- POSTED: 22 May 2014 11:57
Malaysian Prime Minister Najib Razak has distanced himself from growing territorial conflicts in Asia, telling a Japanese newspaper they should not jeopardise the "strategic importance" of his country's ties with Beijing.
TOKYO: Malaysian Prime Minister Najib Razak has distanced himself from growing territorial conflicts in Asia, telling a Japanese newspaper they should not jeopardise the "strategic importance" of his country's ties with Beijing.
"We must look at the big picture and not define relations with China on a single-issue basis but look at the broad spectrum of the relations, and recognise the strategic importance of our bilateral relationship with China," Najib told Thursday's Nikkei daily.
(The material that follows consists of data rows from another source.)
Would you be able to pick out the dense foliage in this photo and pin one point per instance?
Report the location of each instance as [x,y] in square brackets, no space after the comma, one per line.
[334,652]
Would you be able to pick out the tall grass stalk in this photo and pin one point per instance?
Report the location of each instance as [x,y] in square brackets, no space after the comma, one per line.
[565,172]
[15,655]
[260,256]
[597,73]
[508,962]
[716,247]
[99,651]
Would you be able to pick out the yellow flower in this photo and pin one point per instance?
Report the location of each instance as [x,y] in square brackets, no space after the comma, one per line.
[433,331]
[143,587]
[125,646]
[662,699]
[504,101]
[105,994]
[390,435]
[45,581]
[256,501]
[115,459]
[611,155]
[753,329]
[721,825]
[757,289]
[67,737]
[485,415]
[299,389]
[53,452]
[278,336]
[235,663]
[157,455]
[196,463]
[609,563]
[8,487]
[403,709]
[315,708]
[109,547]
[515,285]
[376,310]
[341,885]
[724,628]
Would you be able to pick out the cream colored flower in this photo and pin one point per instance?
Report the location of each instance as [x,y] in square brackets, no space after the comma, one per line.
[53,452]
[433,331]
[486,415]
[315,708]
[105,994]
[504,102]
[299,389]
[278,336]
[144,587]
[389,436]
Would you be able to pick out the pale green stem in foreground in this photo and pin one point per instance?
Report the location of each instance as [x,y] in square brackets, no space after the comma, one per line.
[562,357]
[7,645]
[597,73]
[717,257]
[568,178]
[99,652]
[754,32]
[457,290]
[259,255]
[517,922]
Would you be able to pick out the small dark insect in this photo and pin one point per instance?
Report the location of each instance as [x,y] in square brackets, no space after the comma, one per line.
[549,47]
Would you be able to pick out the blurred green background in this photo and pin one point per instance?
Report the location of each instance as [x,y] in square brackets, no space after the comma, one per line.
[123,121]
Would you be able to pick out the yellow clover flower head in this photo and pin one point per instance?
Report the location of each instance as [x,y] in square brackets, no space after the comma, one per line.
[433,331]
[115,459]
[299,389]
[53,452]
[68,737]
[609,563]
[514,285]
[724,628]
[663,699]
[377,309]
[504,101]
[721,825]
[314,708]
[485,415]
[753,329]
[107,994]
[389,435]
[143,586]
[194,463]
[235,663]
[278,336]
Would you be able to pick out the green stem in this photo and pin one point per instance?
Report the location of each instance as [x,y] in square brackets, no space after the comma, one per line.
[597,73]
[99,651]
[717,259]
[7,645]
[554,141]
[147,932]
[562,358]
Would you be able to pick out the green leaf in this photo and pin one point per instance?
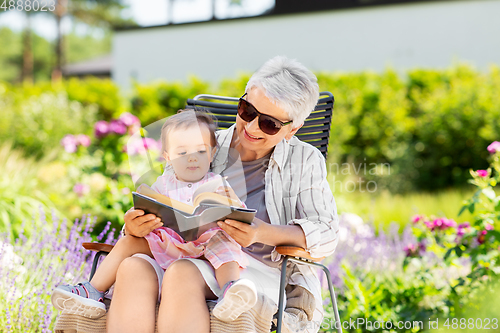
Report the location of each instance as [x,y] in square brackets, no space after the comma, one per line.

"We do not want (the territorial) issue to be an impediment to the growing ties between Malaysia and China," the Malaysian premier, now on a visit to Japan, said in an interview with the Japanese business daily.
The comments come as Vietnam and the Philippines -- which along with Malaysia are members of the Association of Southeast Asian Nations (ASEAN) -- are embroiled in separate rows with China over control of parts of the South China Sea.
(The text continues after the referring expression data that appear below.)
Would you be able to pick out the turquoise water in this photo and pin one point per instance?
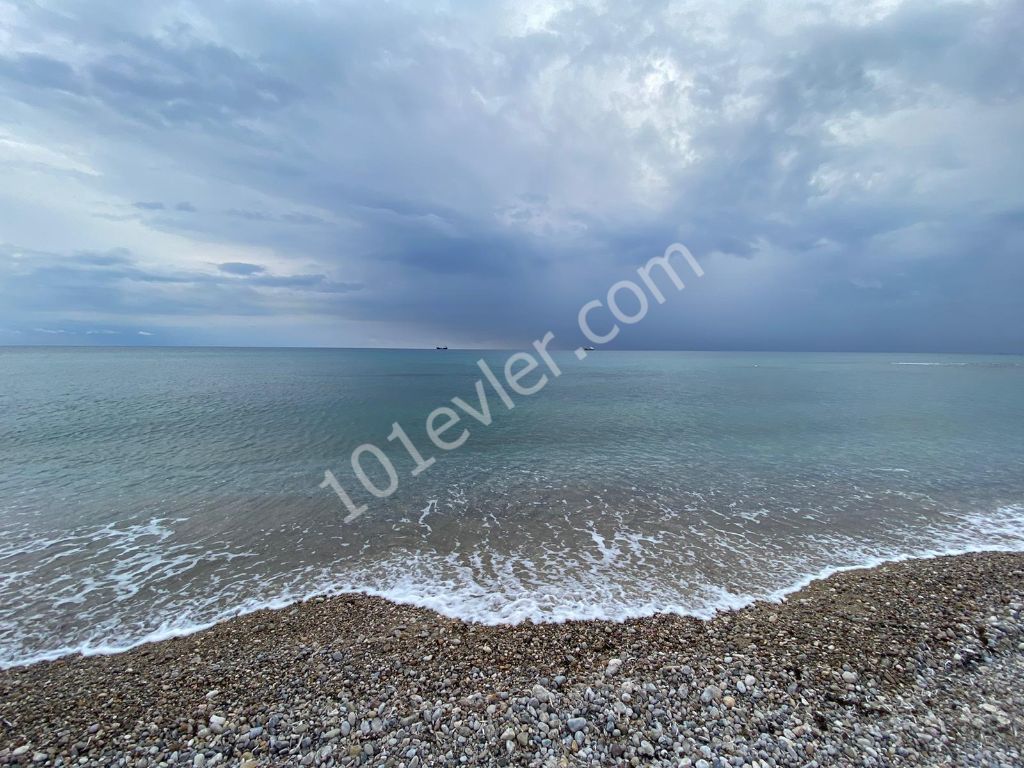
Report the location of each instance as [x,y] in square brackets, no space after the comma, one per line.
[147,493]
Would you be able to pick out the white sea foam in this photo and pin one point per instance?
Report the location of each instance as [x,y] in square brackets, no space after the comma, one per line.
[491,589]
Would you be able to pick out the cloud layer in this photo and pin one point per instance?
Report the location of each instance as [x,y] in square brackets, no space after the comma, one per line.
[401,174]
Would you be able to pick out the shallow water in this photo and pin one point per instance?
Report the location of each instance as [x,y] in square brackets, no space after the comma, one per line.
[147,493]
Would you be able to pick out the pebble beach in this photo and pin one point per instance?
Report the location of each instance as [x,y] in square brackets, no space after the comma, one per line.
[913,663]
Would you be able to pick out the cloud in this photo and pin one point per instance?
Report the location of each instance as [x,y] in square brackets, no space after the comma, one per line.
[240,267]
[398,173]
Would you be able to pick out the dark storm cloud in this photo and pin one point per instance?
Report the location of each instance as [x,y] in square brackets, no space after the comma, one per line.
[847,172]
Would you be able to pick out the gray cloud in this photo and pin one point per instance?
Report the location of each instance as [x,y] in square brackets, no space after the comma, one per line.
[848,172]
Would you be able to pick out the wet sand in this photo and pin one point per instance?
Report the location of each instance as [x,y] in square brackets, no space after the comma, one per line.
[918,663]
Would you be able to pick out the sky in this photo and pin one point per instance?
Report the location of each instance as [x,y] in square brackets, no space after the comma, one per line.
[296,172]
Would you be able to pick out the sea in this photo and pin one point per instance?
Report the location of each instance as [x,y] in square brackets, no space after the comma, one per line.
[146,494]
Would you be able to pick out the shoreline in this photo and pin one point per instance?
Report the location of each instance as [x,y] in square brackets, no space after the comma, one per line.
[356,679]
[743,601]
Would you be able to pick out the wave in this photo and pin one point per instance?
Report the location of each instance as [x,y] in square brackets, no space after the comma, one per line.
[586,596]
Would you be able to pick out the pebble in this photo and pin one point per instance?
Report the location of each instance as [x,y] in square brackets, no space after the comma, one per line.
[766,686]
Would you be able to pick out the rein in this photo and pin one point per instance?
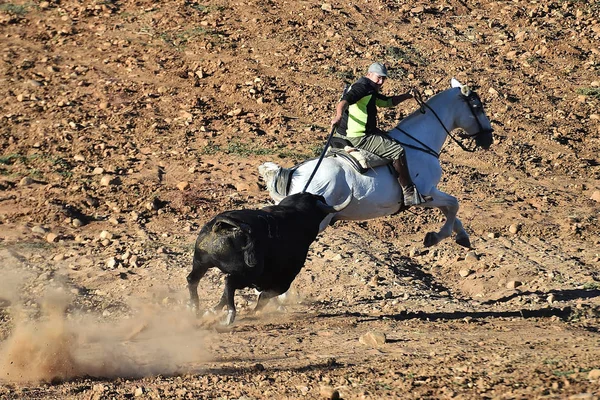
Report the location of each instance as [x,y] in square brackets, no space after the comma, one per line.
[312,175]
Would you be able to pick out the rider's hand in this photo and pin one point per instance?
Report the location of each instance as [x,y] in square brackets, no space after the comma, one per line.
[335,121]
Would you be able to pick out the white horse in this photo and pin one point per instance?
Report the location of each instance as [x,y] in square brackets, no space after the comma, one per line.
[376,193]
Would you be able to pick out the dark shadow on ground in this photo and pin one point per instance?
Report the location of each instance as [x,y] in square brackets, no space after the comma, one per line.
[559,295]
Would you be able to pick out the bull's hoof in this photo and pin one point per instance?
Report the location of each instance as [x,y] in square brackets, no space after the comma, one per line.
[210,313]
[431,239]
[464,241]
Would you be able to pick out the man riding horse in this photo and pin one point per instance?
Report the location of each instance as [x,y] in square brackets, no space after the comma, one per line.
[356,121]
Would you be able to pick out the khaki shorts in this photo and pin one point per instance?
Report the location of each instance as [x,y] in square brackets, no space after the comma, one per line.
[378,143]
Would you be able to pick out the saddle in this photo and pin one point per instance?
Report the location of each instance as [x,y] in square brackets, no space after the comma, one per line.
[361,160]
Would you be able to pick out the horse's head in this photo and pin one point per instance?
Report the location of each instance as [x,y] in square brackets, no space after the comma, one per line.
[476,123]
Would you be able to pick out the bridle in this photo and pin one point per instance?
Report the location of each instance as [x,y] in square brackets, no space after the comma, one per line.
[473,101]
Tensions remain high in the region after an eruption of deadly anti-China rage in Vietnam over Beijing's controversial plans to drill for oil in contested waters.
Malaysia's anxieties also grew after the Chinese navy held exercises in disputed waters late last year, but Najib has played down rival maritime claims with China, Malaysia's top trade partner.
Najib's government has also been trying to placate Chinese anger over the disappearance of Malaysia Airlines Flight MH370, two-thirds of whose 227 passengers were from China.
On Wednesday, Najib held talks with Prime Minister Shinzo Abe in Tokyo, which has its own territorial dispute with Beijing.
"We reaffirmed the importance of maintaining peace and stability in the South China Sea," Najib said at a joint news conference following their meeting in Tokyo, according to Kyodo News.
Any issues should be dealt with based on "international norms", he said.